Catalytic behavior of lipase immobilized onto congo red and PEG-decorated particles.

Abstract

Poly(ethylene glycol) (PEG)-decorated polystyrene (PS) nanoparticles with mean hydrodynamic diameter (D) and zeta–potential (ζ) of (286 ± 15) nm and (−50 ± 5) mV, respectively, were modified by the adsorption of Congo red (CR). The PS/PEG/CR particles presented D and ζ values of (290 ± 19) nm and (−36 ± 5) mV, respectively. The adsorption of lipase onto PS/PEG or PS/PEG/CR particles at (24 ± 1) °C and pH 7 changed the mean D value to (380 ± 20) and (405 ± 11) nm, respectively, and ζ value to (−32 ± 4) mV and (−25 ± 2) mV, respectively. The kinetic parameters of the hydrolysis of p-nitrophenyl butyrate were determined for free lipase, lipase immobilized onto PS/PEG and PS/PEG/CR particles. Lipase on PS/PEG/CR presented the largest Michaelis-Menten constant (KM), but also the highest Vmax and kcat values. Moreover, it could be recycled seven times, losing a maximum 10% or 30% of the original enzymatic activity at 40 °C or 25 °C, respectively.

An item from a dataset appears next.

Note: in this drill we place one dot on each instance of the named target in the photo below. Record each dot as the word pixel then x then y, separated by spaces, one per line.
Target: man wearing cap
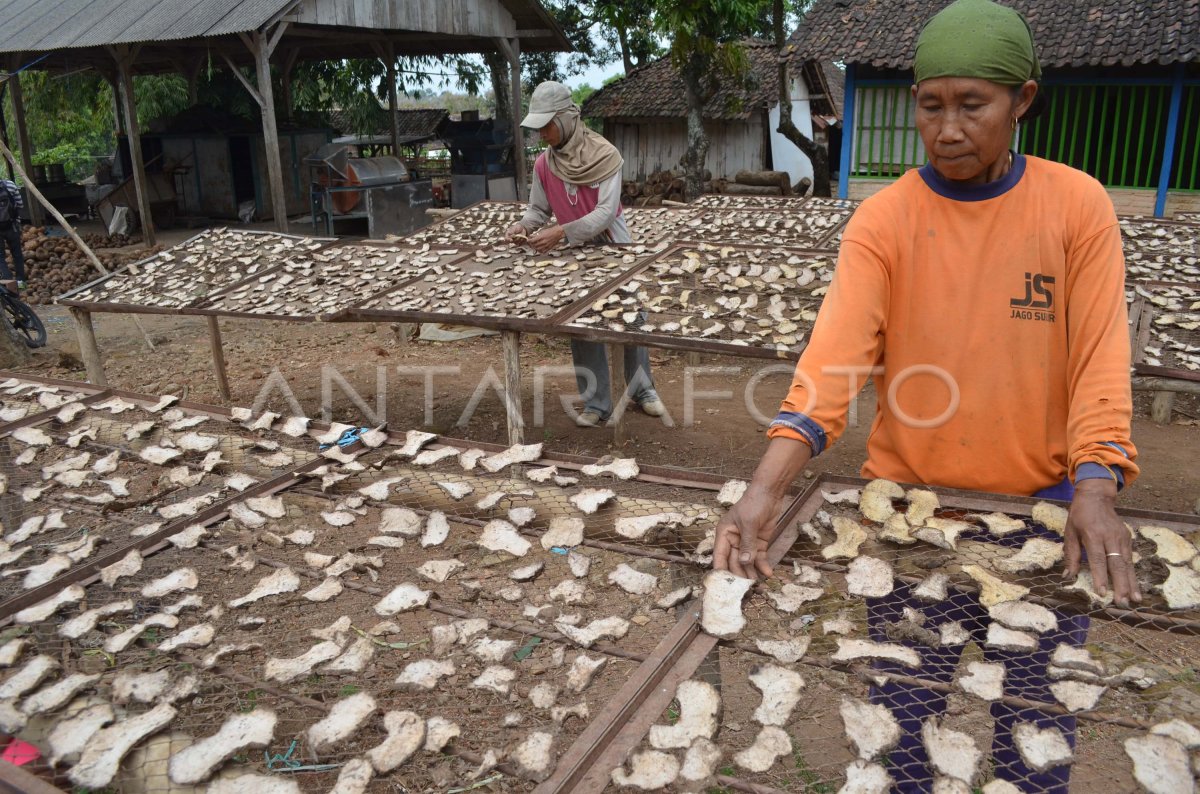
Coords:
pixel 985 294
pixel 577 182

Although lipases immobilized onto PS/PEG particles presented the smallest KM values, the reactions were comparatively the slowest and recycling was not possible. Hydrolysis reactions performed in the temperature range of 25 °C to 60 °C with free lipases and lipases immobilized onto PS/PEG/CR particles presented an optimal temperature at 40 °C. At 60 °C free lipases and lipases immobilized onto PS/PEG/CR presented ~80% and ~50% of the activity measured at 40 °C, indicating good thermal stability. Bioconjugation effects between CR and lipase were evidenced by circular dichroism spectroscopy and spectrophotometry. CR molecules mediate the open state conformation of the lipase lid and favor the substrate approaching.